La nouvelle configuration de l’Assemblée nationale, sans majorité claire, donne l’impression à certains qu’on va en finir avec l’inflation législative. Un avenir législatif radieux, où on voterait peu de lois, longuement travaillées et réfléchies, n’est pourtant pas à l’ordre du jour. Je crains beaucoup qu’on aboutisse au contraire à une machine parlementaire qui s’emballe encore plus, avec toujours plus d’idioties discutées, pour au final ne pas être adoptées, faute de majorité.

Le scénario qui se dessine pour cette XVIIe législature est très sombre pour ceux qui aiment le Parlement et la belle législation. Faute de majorité solide, toutes les réformes un tant soit peu clivantes vont être reportées, faute de pouvoir être adoptées. On va donc se retrouver avec une foule de propositions de loi dégoulinantes de bon sentiments ou d’idéologie, sur des sujets anecdotiques, ou des têtes d’épingle. Cela était déjà largement le cas sous la XVIe législature, où on trouvait un créneau pour discuter de la discrimination capillaire, alors que la loi de programmation énergie-Climat restait en rade.
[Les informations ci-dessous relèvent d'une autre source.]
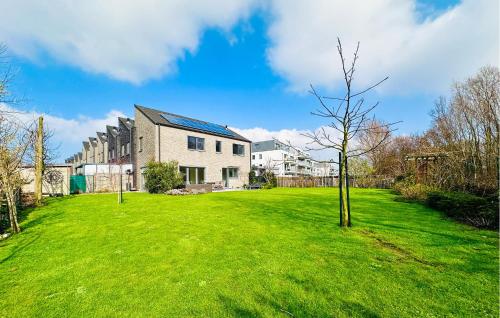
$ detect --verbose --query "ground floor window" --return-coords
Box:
[227,168,238,178]
[179,166,205,184]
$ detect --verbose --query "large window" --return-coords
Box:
[179,167,205,184]
[233,144,245,156]
[188,136,205,150]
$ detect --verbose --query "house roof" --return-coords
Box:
[89,137,97,147]
[134,105,251,142]
[118,117,134,130]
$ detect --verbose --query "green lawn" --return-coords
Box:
[0,189,499,317]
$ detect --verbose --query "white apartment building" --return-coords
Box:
[252,140,334,177]
[252,140,313,176]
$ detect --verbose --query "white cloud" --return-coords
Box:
[0,0,499,92]
[268,0,499,92]
[0,0,255,83]
[0,104,127,160]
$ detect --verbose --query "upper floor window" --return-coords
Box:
[188,136,205,150]
[233,144,245,156]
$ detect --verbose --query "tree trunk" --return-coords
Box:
[5,187,21,233]
[35,116,43,205]
[339,147,351,227]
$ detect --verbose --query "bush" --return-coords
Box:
[426,191,499,229]
[262,182,274,190]
[144,161,184,193]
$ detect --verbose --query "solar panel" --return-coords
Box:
[162,114,236,137]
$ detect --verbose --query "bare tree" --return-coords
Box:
[424,67,500,194]
[305,38,396,227]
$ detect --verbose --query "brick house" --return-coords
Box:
[133,105,251,190]
[88,137,98,163]
[118,117,134,163]
[106,125,119,163]
[82,141,90,163]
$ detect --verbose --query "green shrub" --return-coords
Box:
[144,161,184,193]
[393,182,435,202]
[426,191,499,229]
[262,182,274,190]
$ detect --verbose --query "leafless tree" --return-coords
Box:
[0,115,34,233]
[305,38,396,227]
[424,67,500,193]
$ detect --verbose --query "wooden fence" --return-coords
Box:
[276,176,394,189]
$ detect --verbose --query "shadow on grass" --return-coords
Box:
[19,195,75,230]
[219,295,262,317]
[341,301,381,318]
[0,234,40,264]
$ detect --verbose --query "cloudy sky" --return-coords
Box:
[0,0,499,158]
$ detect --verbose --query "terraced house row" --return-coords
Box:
[66,105,251,190]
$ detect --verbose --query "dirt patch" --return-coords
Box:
[360,230,443,267]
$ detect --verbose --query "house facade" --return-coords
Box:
[82,141,91,163]
[134,105,251,190]
[88,137,98,163]
[66,105,251,190]
[117,117,135,164]
[106,125,119,163]
[97,132,108,163]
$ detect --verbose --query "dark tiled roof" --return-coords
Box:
[134,105,250,142]
[118,117,134,130]
[97,131,108,142]
[106,125,118,137]
[89,137,97,147]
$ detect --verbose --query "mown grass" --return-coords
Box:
[0,189,499,317]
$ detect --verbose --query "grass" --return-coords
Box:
[0,189,499,317]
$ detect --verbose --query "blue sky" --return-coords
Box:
[0,0,498,157]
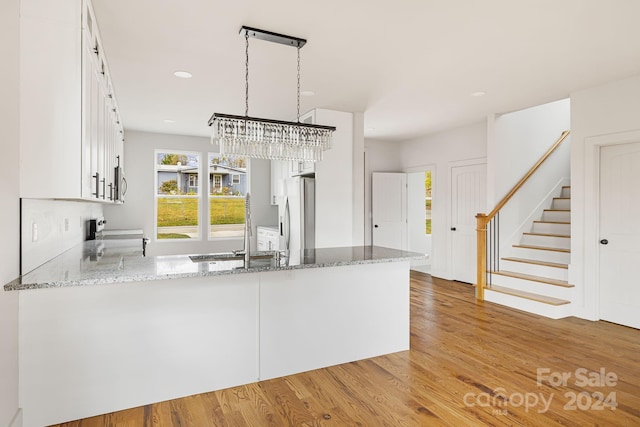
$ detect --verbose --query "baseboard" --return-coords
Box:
[8,408,22,427]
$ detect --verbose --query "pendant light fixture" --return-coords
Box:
[209,26,336,162]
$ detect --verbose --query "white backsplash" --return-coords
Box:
[20,199,103,274]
L’inflation législative va continuer, car si on ne change pas les règles du jeu, il n’y a aucune raison que les mêmes causes ne produisent pas les mêmes effets. Depuis bien longtemps, la loi est devenue un outil de communication, la réponse qu’on brandit dès qu’un problème monte dans les médias. Un fait-divers = une loi est une tentation permanente pour les politiques, sommés d’avoir réponse à tout, dans des temps médiatiques très courts. Déjà en 2008, on a eu cette magnifique loi sur les chiens dangereux, proposée à la suite d’une morsure très médiatisée de chien sur un enfant. L’article 1 de cette loi institue un « Observatoire national du comportement canin » et les articles suivants créent toute une série de nouvelles procédures administratives, génératrices de paperasse et de bureaucratie.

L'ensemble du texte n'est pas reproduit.